Considérant subir des préjudices, Madame [O] a obtenu l’instauration d’une mesure d’expertise judiciaire, confiée par ordonnance de référé de ce siège du 26 octobre 2022, au Docteur [F], ultérieurement remplacé par le Docteur [X].
L’expert a déposé son rapport le 25 mai 2023.
Par actes de commissaires de justice des 4, 22 et 29 janvier 2024, Madame [O] a fait citer le Docteur [T], son assureur la société AXA FRANCE IARD et la CPAM DES BOUCHES DU RHÔNE, sollicitant, au visa des articles L 1142-1 du code de la santé publique et 25 de la loi du 21 décembre 2006, que soit reconnue la maladresse fautive du Docteur [T] comme cause exclusive de son dommage.
Elle demande la condamnation de la société AXA FRANCE IARD à lui payer les sommes de 112 363,24 euros en réparation de ses préjudices, outre celle de 2 500 euros au titre des frais irrépétibles, ainsi que les dépens.
Au soutien de ses prétentions, elle fait valoir que :
— le rapport d’expertise judiciaire reconnaît l’entière responsabilité du Docteur [T].
— le dentiste a commis une faute en laissant échapper sa fraise.
— le rapport d’expertise est parcellaire et sous-évalué en ce qu’il n’a pas pris en compte l’incidence professionnelle et le préjudice sexuel.
— dans le cadre de son activité professionnelle, elle subit une fatigabilité et une pénibilité, du fait des séquelles.
— l’évaluation de l’incidence professionnelle doit se faire sur une base de 200 euros mensuels, capitalisés.
— la perte de sensibilité de l’hémi-langue gauche génère un préjudice sexuel en termes de perte de plaisir et de libido.
En défense et par conclusions signifiées le 24 avril 2024, la société AXA FRANCE IARD, le Docteur [I] [T] et l’association EXCELDENT demandent au tribunal de mettre hors de cause le Docteur [T], salarié de l’association EXCELDENT, et de prendre acte de l’intervention volontaire de cette dernière en qualité d’employeur.
La société AXA FRANCE IARD ne contestant pas le droit à indemnisation de Madame [O] demande la réduction des prétentions indemnitaires, la déduction de la créance de la CPAM et de l’indemnité provisionnelle de 200 euros.
Elle demande que l’exécution provisoire ne soit pas prononcée, et, subsidiairement, qu’elle soit subordonnée à la constitution d’une garantie.
Les défendeurs font valoir que :
— Le Docteur [T] exerçant à titre salarié, sa responsabilité ne peut pas être engagée à titre personnel, seule l’association EXCELDENT et son assureur étant tenus à réparation.
— les conclusions de l’expert sont conformes à ce qui a été contradictoirement discuté.
— aucun préjudice tenant à une incidence professionnelle ou un préjudice sexuel n’est démontré.
La CPAM DES BOUCHES DU RHONE, bien que citée à personne habilitée, n’a pas comparu.
La clôture a été prononcée le 28 mai 2024.

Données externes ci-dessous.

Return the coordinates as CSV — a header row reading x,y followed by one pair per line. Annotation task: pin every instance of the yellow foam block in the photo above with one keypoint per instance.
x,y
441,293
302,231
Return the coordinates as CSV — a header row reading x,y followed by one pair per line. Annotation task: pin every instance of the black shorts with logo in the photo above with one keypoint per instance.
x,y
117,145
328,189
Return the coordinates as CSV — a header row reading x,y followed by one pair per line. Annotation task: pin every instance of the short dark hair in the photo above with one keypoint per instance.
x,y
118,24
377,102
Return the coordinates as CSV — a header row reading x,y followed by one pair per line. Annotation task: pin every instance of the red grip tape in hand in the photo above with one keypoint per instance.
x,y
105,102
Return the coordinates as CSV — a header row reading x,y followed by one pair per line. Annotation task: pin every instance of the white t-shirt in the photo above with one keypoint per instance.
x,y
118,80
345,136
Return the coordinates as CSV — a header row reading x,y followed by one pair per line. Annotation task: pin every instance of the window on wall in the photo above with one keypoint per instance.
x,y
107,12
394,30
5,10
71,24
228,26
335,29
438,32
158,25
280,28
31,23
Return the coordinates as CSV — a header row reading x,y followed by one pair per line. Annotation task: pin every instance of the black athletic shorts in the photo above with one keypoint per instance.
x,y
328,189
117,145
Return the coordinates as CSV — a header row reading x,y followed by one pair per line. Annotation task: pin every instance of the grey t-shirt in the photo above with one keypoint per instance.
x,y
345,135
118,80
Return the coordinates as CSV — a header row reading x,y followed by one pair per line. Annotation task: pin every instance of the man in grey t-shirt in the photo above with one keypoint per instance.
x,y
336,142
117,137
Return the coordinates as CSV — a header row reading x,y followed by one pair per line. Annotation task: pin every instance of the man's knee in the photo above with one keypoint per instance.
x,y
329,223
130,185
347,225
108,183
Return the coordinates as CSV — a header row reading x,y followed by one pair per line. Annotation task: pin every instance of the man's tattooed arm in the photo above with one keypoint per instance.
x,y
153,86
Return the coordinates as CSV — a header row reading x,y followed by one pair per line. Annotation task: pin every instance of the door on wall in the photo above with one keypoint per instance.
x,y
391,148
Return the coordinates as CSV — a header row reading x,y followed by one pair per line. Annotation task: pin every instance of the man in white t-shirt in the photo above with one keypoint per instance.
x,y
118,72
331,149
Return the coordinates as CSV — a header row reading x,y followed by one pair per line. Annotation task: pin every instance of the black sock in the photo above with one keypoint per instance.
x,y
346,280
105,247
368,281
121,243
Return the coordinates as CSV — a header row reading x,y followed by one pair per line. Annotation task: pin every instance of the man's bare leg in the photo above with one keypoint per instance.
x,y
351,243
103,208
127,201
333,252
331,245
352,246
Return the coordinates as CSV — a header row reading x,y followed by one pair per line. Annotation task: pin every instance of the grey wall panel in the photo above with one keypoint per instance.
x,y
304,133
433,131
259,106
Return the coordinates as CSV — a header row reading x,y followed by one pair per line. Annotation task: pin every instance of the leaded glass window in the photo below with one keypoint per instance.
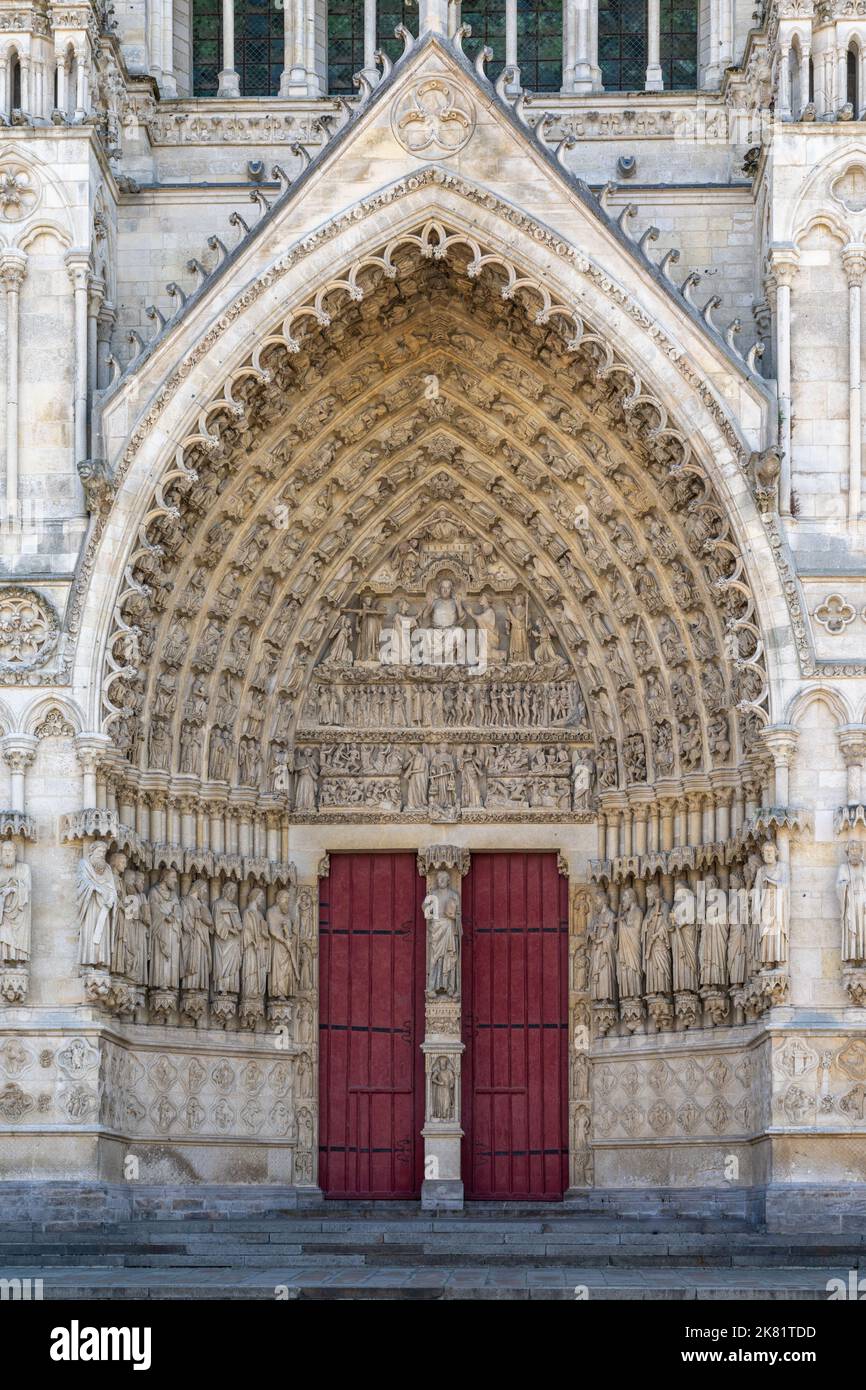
x,y
540,45
622,45
206,46
259,46
487,20
680,43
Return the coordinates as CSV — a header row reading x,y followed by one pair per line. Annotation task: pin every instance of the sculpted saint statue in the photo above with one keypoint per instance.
x,y
656,943
369,633
256,948
442,1084
417,781
713,934
602,948
282,927
342,644
164,933
227,941
306,781
628,973
684,941
738,920
136,920
441,911
442,781
851,888
485,622
195,937
120,944
519,630
770,906
445,609
96,901
14,906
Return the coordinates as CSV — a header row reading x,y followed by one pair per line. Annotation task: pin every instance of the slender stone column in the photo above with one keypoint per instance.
x,y
444,868
852,742
18,752
654,46
228,79
13,268
78,266
854,260
784,264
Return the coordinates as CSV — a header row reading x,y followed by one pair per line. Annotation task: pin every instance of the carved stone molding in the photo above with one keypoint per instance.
x,y
18,826
444,856
92,820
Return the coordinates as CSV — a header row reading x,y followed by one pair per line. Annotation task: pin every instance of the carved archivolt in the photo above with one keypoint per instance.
x,y
434,421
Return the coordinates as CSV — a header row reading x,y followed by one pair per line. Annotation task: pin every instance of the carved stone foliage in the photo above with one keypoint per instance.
x,y
433,117
433,449
28,631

Lors de l’audience du 5 septembre 2024, les conseils des parties entendus en leurs observations, l’affaire a été mise en délibéré au 31 octobre 2024.
MOTIFS DU JUGEMENT
Sur l’intervention volontaire de l’association EXCELDENT et la demande de mise hors de cause du Docteur [T]
Il ressort de la lecture combinée des articles 328 à 330 du code de procédure civile que l’intervention volontaire est principale ou accessoire. L’intervention est principale lorsqu’elle élève une prétention au profit de celui qui la forme. Elle n’est recevable que si son auteur a le droit d’agir relativement à cette prétention.
L’intervention est accessoire lorsqu’elle appuie les prétentions d’une partie. Elle est recevable si son auteur a intérêt, pour la conservation de ses droits, à soutenir cette partie. L’intervenant à titre accessoire peut se désister unilatéralement de son intervention.
En l’occurrence, le Docteur [I] [T] affirme sans être contredit qu’il a prodigué des soins dentaires à Madame [O] alors qu’il exerçait en qualité de dentiste salarié au sein de l’association EXCELDENT.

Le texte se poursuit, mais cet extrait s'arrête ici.